Jan 22 18:14:27 wide automount[466]: >> /sbin/showmount: can't get
address for us-titan.us.dev.bluearc.com/Company
Jan 22 18:14:27 wide automount[466]: lookup(program): lookup for
us-titan.us.dev.bluearc.com/Company failed
Jan 22 18:14:27 wide automount[466]: failed to mount
/net/us-titan.us.dev.bluearc.com/Company

>From looking at the userland source and running /etc/auto.net manually
and by turning on debugging when everything is working, I see that this
suggests the userland part has been asked to mount
us-titan.us.dev.bluearc.com/Company when it should have been asked to
mount us-titan.us.dev.bluearc.com.  But I don't know why.

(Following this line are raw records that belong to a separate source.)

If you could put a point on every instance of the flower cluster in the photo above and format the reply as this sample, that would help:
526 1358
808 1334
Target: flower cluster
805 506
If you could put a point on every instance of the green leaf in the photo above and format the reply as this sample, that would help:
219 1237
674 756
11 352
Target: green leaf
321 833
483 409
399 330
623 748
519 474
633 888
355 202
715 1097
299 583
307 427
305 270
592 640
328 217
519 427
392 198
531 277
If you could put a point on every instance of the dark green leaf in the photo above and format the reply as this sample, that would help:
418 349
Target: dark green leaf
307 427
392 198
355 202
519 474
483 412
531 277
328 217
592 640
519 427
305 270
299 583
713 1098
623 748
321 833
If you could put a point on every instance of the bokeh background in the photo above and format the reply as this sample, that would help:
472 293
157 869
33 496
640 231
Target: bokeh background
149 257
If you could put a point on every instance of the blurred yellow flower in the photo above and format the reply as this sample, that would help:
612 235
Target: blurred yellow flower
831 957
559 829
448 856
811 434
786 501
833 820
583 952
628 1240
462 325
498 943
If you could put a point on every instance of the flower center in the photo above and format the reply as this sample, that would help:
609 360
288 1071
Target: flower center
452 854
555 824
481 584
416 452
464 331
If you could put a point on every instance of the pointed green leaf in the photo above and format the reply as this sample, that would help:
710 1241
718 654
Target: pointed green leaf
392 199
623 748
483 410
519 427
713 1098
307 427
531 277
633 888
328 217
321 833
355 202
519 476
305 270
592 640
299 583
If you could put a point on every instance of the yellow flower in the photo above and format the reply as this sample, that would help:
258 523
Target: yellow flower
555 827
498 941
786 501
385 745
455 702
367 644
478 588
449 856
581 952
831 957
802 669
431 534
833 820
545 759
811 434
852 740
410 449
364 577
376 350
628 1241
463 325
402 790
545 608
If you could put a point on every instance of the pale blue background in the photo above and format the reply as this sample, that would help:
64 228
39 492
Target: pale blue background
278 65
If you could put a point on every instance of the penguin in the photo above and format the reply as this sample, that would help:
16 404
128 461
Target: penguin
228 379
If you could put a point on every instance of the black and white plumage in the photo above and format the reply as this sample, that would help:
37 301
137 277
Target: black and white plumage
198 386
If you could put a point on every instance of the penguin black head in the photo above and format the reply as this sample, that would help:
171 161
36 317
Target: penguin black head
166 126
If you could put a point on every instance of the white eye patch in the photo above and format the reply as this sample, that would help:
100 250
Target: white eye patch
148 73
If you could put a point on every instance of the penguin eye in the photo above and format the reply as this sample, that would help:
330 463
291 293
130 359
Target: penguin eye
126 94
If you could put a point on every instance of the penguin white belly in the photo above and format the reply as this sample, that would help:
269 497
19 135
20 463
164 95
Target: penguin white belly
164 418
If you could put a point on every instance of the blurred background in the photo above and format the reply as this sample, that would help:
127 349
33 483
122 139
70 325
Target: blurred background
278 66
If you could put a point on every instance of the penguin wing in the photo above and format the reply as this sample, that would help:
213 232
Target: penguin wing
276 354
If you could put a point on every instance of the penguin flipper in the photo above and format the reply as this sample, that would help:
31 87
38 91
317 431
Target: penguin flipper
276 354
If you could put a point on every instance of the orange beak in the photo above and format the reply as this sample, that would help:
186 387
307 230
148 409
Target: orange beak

The machine it happened on today is running a Debian
2.6.16-2-amd64-k8-smp.  aptitude show autofs reckons it's running
Version: 4.1.4-13.  According to
http://bugs.debian.org/cgi-bin/bugreport.cgi?bug=316378, that should
have mount locking disabled (after a previous discussion with Ian).
/etc/auto.net is, I believe, as distributed by Debian.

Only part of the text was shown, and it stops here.